Presi nelle mani "Verso un'ecologia della mente" tanti anni fa, piu' di venti. Non lo capii. Ma a differenza da un libro brutto, che comprende troppi parametri negativi per descriverli qui, Bateson rimase per anni latente nella mia coscienza. Nel mio mestiere di libri se ne vedono tanti : e si riconosce quello che resterà un classico, al di là della interpretazione assoluta che se ne riesce a dare a se stessi.
Le parole che scriveva...andavano dunque lette e pensate a ritmo di Jazz : mi dai una grandiosa chiave di lettura!
E mi dai nuovamente la voglia di rileggerlo.

Beppe Sebaste ha detto...

Bisogna leggerlo! e rileggerlo...

Anonimo ha detto...

dite meno cazzate sul Jazz. L'opera di Bateson si staglia lontano da questi manierismi autocompiaciuti

Webmaster ha detto...

anonimo: il tono arrogante e insieme saccente stridono coll'anonimato: o ti firmi, o ti esprimi con rispetto (meglio se tutt'e due le cose insieme) o te ne stai fuori senza commentare qui (dove commentare è tutto fuorché un obbligo).
il Webmaster

Giovanna ha detto...

Al pranzo con Nora, il noto regista (ma non vuoi si dica chi sia?), lo sciamano e Marina (altra amica del Circolo Bateson come me) c'ero anch'io! Davvero un bel groviglio intellettuale-affettivo!
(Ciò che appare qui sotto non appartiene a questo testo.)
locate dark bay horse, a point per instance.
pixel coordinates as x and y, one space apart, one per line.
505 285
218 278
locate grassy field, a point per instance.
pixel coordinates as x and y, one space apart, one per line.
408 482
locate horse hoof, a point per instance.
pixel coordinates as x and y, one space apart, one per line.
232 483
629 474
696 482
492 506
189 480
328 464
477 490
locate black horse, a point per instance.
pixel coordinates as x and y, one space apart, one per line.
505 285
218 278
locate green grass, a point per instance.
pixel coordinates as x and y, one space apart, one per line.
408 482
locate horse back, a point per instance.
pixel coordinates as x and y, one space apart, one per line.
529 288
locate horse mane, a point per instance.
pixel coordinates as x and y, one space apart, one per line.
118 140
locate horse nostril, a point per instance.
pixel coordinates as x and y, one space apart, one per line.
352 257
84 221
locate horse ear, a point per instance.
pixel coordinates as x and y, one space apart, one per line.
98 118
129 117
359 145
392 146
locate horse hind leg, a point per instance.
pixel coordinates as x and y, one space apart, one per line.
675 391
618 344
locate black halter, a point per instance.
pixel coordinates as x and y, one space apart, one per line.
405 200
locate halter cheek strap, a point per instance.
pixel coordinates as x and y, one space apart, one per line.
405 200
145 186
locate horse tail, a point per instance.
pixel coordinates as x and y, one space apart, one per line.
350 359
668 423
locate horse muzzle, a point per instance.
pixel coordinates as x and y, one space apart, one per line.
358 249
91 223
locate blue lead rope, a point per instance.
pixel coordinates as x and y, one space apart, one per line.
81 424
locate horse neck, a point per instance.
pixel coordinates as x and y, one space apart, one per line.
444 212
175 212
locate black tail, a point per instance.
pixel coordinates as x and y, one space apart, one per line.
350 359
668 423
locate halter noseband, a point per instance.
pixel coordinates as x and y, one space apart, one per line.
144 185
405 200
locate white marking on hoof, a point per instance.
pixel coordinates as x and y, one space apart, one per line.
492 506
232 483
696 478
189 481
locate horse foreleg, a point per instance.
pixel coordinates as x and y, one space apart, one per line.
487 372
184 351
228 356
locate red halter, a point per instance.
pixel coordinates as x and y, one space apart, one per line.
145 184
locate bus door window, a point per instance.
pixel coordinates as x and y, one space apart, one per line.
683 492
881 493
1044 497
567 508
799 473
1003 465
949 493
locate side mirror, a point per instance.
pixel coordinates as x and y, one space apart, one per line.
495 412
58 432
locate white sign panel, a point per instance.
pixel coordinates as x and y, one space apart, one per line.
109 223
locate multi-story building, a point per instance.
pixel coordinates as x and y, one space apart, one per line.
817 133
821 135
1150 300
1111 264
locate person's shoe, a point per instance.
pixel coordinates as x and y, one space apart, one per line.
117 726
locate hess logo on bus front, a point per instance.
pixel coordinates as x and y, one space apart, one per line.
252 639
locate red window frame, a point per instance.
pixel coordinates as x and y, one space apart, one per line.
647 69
Grazie alla presenza luminosa di Nora e anche a te, Beppe, dallo spirito aperto e il cuore grande.
Il mio articolo su Nora e "An ecology of Mind" uscirà nel numero di gennaio di Noi Donne.
Giovanna Providenti

Anonimo ha detto...

grazie Giovanna di avere ricordato il pranzo. e fammi avere una copia dell'articolo, ci tengo. (non è che non voglio nominare qualcuno, è che non mi fa di essere frainteso con la mondanità, che non mi riguarda).